Elevate Difference

Sisters in the Brotherhoods: Working Women Organizing for Equality in New York City

The concept for Jane Latour’s book, Sisters in the Brotherhoods: Working Women Organizing for Equality in New York, was initially a brochure. While serving as the director of the Women’s Project of the Brooklyn-based Association for Union Democracy (AUD), Latour had the opportunity to interview women who were working in non-traditional blue-collar trades. Watching women who were contesting the inequalities in the workplace, organizing, and supporting each other, the author seized the chance to record their voices and experiences. The idea to comprise the oral histories into a book evolved following the favorable response her paper received at a labor history conference held in Detroit. Latour, a labor activist, not only chronicled this facet of the feminist movement in the last quarter of the twentieth century, she worked on the assembly lines in Philadelphia and Newark and later as a sorter on the night shift at United Parcel Service.

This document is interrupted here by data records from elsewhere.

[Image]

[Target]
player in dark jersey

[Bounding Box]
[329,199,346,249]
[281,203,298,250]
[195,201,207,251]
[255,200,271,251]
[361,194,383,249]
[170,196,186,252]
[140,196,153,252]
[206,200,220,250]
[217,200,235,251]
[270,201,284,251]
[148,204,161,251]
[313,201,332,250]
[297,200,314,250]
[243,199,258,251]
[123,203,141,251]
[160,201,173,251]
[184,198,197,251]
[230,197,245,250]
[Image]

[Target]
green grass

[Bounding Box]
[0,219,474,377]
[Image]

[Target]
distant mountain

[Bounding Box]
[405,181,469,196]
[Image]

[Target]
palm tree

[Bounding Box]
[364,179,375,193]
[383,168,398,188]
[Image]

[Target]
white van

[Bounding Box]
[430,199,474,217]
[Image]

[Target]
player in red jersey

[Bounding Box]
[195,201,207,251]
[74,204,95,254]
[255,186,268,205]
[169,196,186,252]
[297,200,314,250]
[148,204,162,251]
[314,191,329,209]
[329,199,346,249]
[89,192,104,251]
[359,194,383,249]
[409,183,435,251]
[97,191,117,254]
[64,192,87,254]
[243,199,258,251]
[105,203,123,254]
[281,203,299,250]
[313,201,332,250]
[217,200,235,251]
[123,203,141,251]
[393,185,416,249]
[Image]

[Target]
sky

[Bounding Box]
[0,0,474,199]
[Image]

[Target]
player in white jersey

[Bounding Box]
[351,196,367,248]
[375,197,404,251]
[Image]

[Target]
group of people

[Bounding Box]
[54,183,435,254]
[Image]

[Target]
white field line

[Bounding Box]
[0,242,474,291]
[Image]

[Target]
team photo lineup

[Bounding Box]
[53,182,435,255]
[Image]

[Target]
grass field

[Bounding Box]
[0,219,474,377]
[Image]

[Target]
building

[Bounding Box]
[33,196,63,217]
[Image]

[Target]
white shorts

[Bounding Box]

The format of this literary work includes quotes from the interviewees and documentation of the labor situation in the United States during the last thirty years. These women were pioneers on the frontier of the skilled, blue-collar employment. Early in the book, Latour refers to Rosie the Riveter and the encouragement women received to enter the workforce during World War II and fill the vacated positions in blue-collar industries. That climate changed after the war ended. Sisters in the Brotherhoods draws attention to the link between the feminist fight for equality in employment and the similar battle which was being fought by minority males and the double burden which minority women faced. As Latour writes, “The further out one was from that norm, the more resistance it generated.”

The women are diverse in their levels of education, racial background, and choices of occupation but they shared the common threats of sexual harassment, unfair hiring practices, and the corruption of the trade unions. Latour’s documentation of the experiences of these forerunners in notational, blue-collar jobs is a testament to their legacy to the young women of the next and future generations.

The feminist movement of the 1970s was the backdrop of my adolescence. Personally, I knew women who occupied traditional female roles and I chose a traditionally female occupation, nursing. So I found this book enlightening and empowering. Battles have been fought but the war has not yet been won.